You want to hate them for being young and pretty? Go right ahead. Singer/songwriter/guitarist Mark Greaney and bassist/indie pin-up girl Hillary Woods are both 20, and drummer Fergal Matthews is 21. They’re all really cute and wear a lot of black and seem very intelligent and middle-class and angsty. If this disgusts you, so be it.
If you’re the kind of person who hates derivative bands, then step right up and hate JJ72. They sound like a lot of other groups here, most prominently The Bends-era Radiohead (sweeping self-pitying ballads); Oasis (huge hooky choruses that seem like any of us could have written them); the Zombies (“Not Like You”); mid-period Pixies (“Algeria”); Nirvana’s first album (“Bumble Bee”); Smashing Pumpkins (they admit to stealing the drum track to “Long Way South” straight from “1979”)—the game goes on and on. And although they don’t seem like they’re doing it on purpose, the facts remain what they are.
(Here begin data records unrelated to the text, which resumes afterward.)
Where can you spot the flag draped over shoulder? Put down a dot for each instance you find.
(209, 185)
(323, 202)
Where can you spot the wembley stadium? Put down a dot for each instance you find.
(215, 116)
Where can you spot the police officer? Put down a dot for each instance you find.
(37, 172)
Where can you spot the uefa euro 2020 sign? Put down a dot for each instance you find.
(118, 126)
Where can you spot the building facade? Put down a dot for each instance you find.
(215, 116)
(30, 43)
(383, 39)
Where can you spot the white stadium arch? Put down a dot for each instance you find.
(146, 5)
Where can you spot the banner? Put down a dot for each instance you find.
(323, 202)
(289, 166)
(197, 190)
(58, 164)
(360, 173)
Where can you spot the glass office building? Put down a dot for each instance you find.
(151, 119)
Pick on anything you want. Wanna make fun of Greaney’s soprano voice? Well, first you’ll have to answer, honestly, that it’s one of the great rock voices of our time, because it is. He can sneer, he can whisper, he can keen like a freakin’ banshee, and he can just stand there and belt it out at pitches that can bend silverware. But his voice is really high. Like Geddy Lee high, especially when he gets excited. So laugh at that if you must.
And there are so many god-awfully horrible lyrics here that dissing them is almost too easy. A lot of these songs are full of art-school wankery: “I saw you in a river / Of stardust and golden spray / Was sent down by the good sun / It covered you and made you shine” (“Undercover Angel”) should suffice to prove my point, but I’ll throw in another howler from “Improv”: “Stumbling through patches of flowered mortality / My daze is special / You’re my goddess to be”. B’jayzus, that’s some icky poetry and for shure.
But damn it all if JJ72 doesn’t rise above its weaknesses nevertheless. Mark Greaney might never appear in the Norton Anthology of Rock Lyrics, but he knows how to write a götterdämmerung of a song. He could be singing a laundry list in the verses for all I care; by the time this man gets to the chorus of a song he’s holding me firmly in the palm of his hand, and I feel very comfortable there. This is a combination of his great voice, ace chord changes, and an absolutely obsessive commitment to every single song he sings. He means every corny and ill-chosen and naïve word he belts out with that great voice, and there is no way to escape his gravitational field. He’s got vocal charisma, does young Mark. And when that charisma meets up with lyrics that actually resonate, watch out: you’ll need a whole box of Kleenex just to get through “Oxygen”.
He’s also got a stomping backing band in Woods and Matthews. They’re not just back there messing around—they’re serious about driving points home. Greaney doesn’t take any guitar solos; he just tries to keep up with his superb band. There’s something about their sound that reminds me of a power-pop Doves, but this is a much younger sound. It’s the sound of naked ambition. It’s the sound of rock and roll.
So laugh all you want at these three adorable little people. They’re ridiculous and silly and unnecessary and they just don’t care. That’s why I love them.